His father stood slightly behind her, quieter, his expression doing the specific thing that Arthur Weasley's expression did when he was feeling something very large and keeping it entirely internal. Ron's memory had this catalogued in considerable detail. His dad, who was enthusiastic about Muggle artifacts and gentle with everyone and had never once in Ron's memory raised his voice in anger, only ever showed the depth of what he felt in the particular stillness he went to when words weren't adequate.

He was very still right now.

"No venom contact," Madam Pomfrey announced, with the satisfaction of someone delivering a good verdict. "Trace residue on the outer robe only. The robe comes off and goes directly to disposal." She fixed him with a look. "You are, however, going to tell me everything you were exposed to, in order, starting from when you entered the tunnel."

"He was bitten," he said, and pointed at Harry.

The room's attention pivoted to Harry with an efficiency that Harry visibly found uncomfortable.

"It was healed," Harry said immediately, with the practiced pre-emptive defensiveness of someone who had spent considerable time in this wing. "Fawkes — Professor Dumbledore's phoenix — cried on it. It's fine."

"I will be the authority on what is and is not fine," Madam Pomfrey said, in a tone that closed all debate on the matter, and redirected her full professional attention to Harry's arm with an expression that suggested she was going to find something to treat if it took her all night.

He used the moment to look at Ginny.

She was in the bed on his other side, his father sitting beside her now, holding her hand with both of his.

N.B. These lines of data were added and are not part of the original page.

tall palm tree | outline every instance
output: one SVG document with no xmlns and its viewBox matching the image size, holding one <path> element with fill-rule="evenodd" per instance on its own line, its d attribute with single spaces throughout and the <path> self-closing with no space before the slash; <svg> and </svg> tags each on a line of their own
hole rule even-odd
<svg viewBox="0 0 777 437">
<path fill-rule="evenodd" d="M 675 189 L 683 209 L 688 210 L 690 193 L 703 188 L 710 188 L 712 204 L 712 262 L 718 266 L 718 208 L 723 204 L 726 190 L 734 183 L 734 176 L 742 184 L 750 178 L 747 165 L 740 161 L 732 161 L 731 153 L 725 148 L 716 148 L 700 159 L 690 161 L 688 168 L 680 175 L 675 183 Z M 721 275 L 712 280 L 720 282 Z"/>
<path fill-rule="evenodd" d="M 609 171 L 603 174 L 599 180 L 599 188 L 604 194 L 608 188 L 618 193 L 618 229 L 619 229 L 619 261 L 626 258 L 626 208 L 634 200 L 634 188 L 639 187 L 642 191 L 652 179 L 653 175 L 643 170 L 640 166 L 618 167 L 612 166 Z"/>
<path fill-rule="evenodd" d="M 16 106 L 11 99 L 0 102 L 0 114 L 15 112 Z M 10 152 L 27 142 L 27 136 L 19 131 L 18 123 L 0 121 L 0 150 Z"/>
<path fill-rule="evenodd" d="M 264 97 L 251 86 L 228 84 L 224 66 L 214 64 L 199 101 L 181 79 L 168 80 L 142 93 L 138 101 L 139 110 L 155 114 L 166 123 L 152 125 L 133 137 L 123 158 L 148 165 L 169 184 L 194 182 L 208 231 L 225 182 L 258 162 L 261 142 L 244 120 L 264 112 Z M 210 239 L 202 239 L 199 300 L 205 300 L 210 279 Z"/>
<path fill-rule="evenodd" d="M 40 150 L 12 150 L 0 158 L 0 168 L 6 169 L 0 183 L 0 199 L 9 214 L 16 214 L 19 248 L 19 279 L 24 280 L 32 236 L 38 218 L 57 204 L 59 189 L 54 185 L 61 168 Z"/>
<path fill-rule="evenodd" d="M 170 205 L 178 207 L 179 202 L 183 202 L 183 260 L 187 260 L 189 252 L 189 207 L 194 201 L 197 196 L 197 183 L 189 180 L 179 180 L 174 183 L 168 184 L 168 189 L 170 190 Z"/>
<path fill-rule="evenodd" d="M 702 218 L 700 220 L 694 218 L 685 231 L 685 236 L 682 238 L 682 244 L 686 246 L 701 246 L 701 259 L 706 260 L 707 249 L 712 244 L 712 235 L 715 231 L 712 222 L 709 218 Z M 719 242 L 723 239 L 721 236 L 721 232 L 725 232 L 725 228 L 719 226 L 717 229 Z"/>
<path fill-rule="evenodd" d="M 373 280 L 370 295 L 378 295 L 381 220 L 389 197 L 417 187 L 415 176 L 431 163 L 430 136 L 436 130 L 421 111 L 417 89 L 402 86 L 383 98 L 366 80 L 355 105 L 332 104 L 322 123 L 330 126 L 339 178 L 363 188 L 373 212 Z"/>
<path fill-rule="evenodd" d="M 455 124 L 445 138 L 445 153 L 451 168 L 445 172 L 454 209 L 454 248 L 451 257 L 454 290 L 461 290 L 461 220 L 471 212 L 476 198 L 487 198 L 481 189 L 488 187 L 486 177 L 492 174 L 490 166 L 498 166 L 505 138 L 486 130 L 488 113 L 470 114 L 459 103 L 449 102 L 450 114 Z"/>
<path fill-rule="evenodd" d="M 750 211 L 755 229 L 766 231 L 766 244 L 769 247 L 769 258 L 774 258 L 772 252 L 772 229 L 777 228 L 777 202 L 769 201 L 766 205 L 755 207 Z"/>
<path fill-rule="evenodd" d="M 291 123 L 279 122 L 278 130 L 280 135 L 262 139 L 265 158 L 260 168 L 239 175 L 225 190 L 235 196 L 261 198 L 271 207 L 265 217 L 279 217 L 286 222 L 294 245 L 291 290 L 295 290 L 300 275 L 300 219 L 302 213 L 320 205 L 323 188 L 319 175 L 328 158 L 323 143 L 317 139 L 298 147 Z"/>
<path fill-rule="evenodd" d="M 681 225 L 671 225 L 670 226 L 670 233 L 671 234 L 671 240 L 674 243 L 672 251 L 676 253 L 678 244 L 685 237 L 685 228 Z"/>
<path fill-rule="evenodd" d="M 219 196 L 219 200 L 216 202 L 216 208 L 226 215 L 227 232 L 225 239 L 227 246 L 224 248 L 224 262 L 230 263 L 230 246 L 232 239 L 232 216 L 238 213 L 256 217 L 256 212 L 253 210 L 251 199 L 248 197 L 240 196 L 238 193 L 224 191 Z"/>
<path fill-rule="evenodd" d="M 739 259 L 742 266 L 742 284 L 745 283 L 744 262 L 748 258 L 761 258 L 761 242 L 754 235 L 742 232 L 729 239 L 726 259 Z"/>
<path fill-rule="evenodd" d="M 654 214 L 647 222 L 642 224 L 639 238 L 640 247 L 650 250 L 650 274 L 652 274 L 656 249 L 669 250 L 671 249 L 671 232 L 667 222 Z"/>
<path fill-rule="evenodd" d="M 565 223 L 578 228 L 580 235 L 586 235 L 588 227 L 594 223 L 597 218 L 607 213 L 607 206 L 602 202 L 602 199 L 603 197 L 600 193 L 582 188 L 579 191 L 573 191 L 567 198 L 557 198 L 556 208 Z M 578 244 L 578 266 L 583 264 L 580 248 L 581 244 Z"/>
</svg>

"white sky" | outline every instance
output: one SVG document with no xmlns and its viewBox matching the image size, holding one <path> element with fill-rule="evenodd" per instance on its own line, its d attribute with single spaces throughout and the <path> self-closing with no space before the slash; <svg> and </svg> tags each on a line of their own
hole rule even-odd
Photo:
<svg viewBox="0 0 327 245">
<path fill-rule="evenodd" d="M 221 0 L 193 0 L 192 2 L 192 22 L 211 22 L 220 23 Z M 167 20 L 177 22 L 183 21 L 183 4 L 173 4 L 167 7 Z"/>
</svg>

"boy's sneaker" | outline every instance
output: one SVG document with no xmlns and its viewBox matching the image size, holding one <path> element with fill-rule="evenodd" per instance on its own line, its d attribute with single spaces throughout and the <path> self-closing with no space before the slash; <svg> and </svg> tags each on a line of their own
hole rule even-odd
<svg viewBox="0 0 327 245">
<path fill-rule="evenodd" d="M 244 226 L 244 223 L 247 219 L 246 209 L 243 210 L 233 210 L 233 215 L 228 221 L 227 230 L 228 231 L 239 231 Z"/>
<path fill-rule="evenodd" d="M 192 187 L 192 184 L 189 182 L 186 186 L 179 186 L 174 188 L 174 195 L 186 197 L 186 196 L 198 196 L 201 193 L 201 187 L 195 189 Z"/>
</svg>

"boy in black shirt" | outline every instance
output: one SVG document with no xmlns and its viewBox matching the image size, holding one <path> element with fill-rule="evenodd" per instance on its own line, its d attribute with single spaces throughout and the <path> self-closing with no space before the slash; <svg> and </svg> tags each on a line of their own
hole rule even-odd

She was clean — someone had managed a basic cleaning charm at some point — and the color had come fully back to her face, but she had the particular quality of stillness that came not from calm but from someone holding themselves very carefully together because they weren't sure what would happen if they stopped.

She caught him looking.

He didn't offer sympathy or reassurance or any of the things that would have required her to respond to them. He just held her gaze for a moment and then looked away, which was its own kind of acknowledgment — you're here, you're safe, no one is going to make you talk about it right now — and he thought he saw some of the careful stillness ease, very slightly.

"Ronald."

His mother's voice, closer now, the immediate emergency of the venom concern having been resolved. She was standing at the side of his bed, and her expression had completed its journey from terror through relief and arrived somewhere in the complicated territory of a mother who had almost lost two of her children in one afternoon and was now required to process that while also being functional.

He looked at her.

She looked at him.

Something moved through her expression. The same thing that had moved through Dumbledore's, upstairs — the sense of something familiar that had nonetheless shifted in a way that wasn't immediately identifiable. Molly Weasley was perceptive about her children in the way that mothers who had many of them had to be perceptive, out of pure necessity.

"Are you alright?" she asked. Not the general question. The specific one.

"Better than I should be, probably," he said. "There was a — when Lockhart's spell backfired, it hit me too. Madam Pomfrey is going to want to check for side effects."